Her research examines the interplay of labor migration, human trafficking, and mass media in Eastern Europe. She relies on empirical data collected from public surveys and interviews with a wide range of constituencies affected by this problem in Eastern Europe: the general public, former and current migrants, victims of human trafficking, imprisoned human traffickers and smugglers, state officials, social assistance workers, the UN officials, the EU officials, and other anti-trafficking experts.

Dr. Bogdan's research project investigates how social status, at the community and individual level, changes and shifts in the context of low-skilled labor migration. Drawing on cultural processes shaping patterns of inequality based on power and resources, she explains how and why people from different status categories react and respond differently to a shift and decrease in their social status abroad. This sociological project builds on the argument that status inequality inherently and distinctively involves material processes and cultural beliefs shared by an “audience” about what and who is worthy of respect and honor.  

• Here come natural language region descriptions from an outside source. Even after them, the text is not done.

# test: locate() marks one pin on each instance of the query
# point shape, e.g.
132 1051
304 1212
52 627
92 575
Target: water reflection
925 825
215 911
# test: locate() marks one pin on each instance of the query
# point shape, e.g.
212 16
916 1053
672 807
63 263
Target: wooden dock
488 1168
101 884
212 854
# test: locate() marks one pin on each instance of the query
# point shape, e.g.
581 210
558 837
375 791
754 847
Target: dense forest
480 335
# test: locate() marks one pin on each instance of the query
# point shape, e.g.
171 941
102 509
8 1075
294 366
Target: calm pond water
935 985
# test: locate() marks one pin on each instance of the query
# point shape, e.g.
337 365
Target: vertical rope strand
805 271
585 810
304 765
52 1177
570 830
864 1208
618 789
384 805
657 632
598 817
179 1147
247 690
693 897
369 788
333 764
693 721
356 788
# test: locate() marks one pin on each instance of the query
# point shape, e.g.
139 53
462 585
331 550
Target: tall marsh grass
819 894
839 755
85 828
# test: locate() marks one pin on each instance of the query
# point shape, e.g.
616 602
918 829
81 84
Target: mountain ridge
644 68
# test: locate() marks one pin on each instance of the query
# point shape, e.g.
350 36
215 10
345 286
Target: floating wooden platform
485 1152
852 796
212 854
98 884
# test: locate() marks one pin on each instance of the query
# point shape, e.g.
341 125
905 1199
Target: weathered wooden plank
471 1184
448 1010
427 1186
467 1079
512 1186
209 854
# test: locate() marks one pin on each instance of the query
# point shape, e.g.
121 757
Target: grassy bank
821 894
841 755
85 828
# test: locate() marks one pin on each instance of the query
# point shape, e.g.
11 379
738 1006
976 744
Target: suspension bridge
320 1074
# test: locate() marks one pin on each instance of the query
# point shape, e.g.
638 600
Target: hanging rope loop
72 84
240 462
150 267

During Dr. Bogdan's research, she observed and documented a significant gender difference. Women are less sensitive to a status decrease, are more socially flexible, and are more adaptable to a new status, role, and environment than men. Women of higher status are the most adaptable, and flexible, and have greater control of delayed gratification. When conditions are favorable, high-status women regain and reclaim their high status abroad, which decreases their social and economic inequality abroad.